Training conversations involves giving them a set of objects which match the input-output interface. The inputs and outputs are fed through ChatGPT with a slightly modified prompt which asks ChatGPT to validate that the example maps to its stochastic parrot brain or whatever; if so, we proceed with a normal conversation. If not, the conversation will throw an error on giveExample.

It is recommended (by me) for any complex prompts to use these kinds of examples. Anecdotally, they seem to be very useful. I don't have any good recommendations on a good number of examples, but I would suggest a minimum set that cover your different edge-cases.
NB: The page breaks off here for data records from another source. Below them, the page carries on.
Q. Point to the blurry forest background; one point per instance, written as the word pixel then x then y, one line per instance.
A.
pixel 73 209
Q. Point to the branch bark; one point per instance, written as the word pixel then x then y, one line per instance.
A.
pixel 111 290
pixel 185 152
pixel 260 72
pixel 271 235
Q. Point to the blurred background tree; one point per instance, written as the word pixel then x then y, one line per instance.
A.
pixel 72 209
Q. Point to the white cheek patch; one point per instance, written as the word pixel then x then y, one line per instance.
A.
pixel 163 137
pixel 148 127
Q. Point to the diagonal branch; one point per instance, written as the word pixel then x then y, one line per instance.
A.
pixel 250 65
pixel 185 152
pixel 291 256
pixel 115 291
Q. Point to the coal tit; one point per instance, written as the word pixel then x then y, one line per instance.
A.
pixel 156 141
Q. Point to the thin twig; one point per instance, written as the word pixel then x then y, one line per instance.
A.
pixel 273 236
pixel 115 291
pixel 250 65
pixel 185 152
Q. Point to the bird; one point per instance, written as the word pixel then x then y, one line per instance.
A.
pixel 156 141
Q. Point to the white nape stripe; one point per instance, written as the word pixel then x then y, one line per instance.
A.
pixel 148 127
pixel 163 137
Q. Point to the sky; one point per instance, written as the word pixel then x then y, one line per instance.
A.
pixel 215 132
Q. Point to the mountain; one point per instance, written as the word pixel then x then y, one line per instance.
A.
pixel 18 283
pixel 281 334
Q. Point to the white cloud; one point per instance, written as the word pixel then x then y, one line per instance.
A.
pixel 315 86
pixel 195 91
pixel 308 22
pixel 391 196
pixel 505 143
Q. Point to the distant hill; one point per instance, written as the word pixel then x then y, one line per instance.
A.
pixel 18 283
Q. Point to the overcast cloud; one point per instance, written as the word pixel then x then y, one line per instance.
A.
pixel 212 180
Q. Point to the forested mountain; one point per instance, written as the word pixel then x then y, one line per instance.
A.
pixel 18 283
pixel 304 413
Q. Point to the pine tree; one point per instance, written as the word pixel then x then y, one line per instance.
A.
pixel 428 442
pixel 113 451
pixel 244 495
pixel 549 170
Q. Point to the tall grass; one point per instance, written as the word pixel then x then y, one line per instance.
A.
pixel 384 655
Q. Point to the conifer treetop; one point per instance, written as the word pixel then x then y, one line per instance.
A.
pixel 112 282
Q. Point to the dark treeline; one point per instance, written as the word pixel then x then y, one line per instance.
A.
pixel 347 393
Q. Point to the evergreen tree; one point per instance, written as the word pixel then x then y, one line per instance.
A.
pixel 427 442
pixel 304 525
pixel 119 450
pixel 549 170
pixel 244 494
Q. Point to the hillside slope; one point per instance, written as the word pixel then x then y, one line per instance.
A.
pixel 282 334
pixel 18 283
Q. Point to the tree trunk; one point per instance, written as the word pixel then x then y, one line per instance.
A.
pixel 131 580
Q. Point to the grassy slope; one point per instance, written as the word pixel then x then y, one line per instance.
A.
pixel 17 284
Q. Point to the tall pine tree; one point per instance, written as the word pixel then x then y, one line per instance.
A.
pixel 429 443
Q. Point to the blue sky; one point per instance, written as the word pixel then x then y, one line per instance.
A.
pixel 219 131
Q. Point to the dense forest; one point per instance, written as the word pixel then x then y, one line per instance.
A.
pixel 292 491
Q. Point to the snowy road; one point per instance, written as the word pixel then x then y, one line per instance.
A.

import { TrainedConversation } from "@curiecode/lamechain";
import { jokeModel } from './docs/examples/shitModels/jokes';

const trainedModel = new TrainedConversation(jokeModel);

await model.giveExample({ 
    jokeInput: `no one home in oliver's head` 
}, {
    jokeString: `KNOCK KNOCK / Who's there? / Literally no one, my brain is empty af.` 
});

await model.giveExample({ 
    jokeInput: `pete townshend` 
}, {
    jokeString: `KNOCK KNOCK / Who's there? / A Who / What?  I'm confused` 
});

await model.send({
    jokeInput: 'some joke prompt'
});

const { jokeString } = model.message();

// ... 

Pipes

The conversation class provides a method pipe which accepts another conversation; the piper (calling conversation) must have the same responseProperties as the inputProperties of the pipee (pipe conversation parameter). This allows the decomposition of various tasks that OpenAI would normally have difficulty with due to complexity or scope; a problem broken into several distinct problems can be approached by having OpenAI provide a response for each distinct component of the problem. An example follows, in which we run the output of the above joke-generator through a model determining if the joke is funny or not:

jokeDeterminer.ts:

import { JsonConversation } from "../..";

export const model = new JsonConversation({
    logger: console
}, {
    config: {
        overallContext: 'tell me if a joke is quality',
        motivations: 'take an input KNOCK KNOCK joke, and tell me if it is funny',
        rulesAndLimitations: [
            `some antijokes may not always have the WHO IS THERE part`,
        ]
    },
    inputProperties: {
        jokeOutput: 'a phrase for you to judge the funniness of'
    },
    responseProperties: {
        jokeJudgement: 'a judgement of how funny the joke is'
    }
});
import { model as jokeModel } from '../the/#usage/example';
import { model as jokeDeterminerModel } from '../the/above/section';
    
jokeModel.pipe(jokeDeterminerModel);
await jokeModel.send({ jokePrompt: 'a joke about pipes' });
const jokeThatWasGenerated = jokeModel.message();
const jokeDetermination = jokeDeterminerModel.message();

console.log({
    joke: jokeThatWasGenerated.jokeString,
    jokeIsFunny: jokeDetermination.jokeJudgement
})

License

This project is licensed under the Love All My Cats (LAMC) Public License

You need to love my cats to use this code. If you do not, you're actually legally not allowed to use this code, there's a whole license file that you should really read if you want to use this code.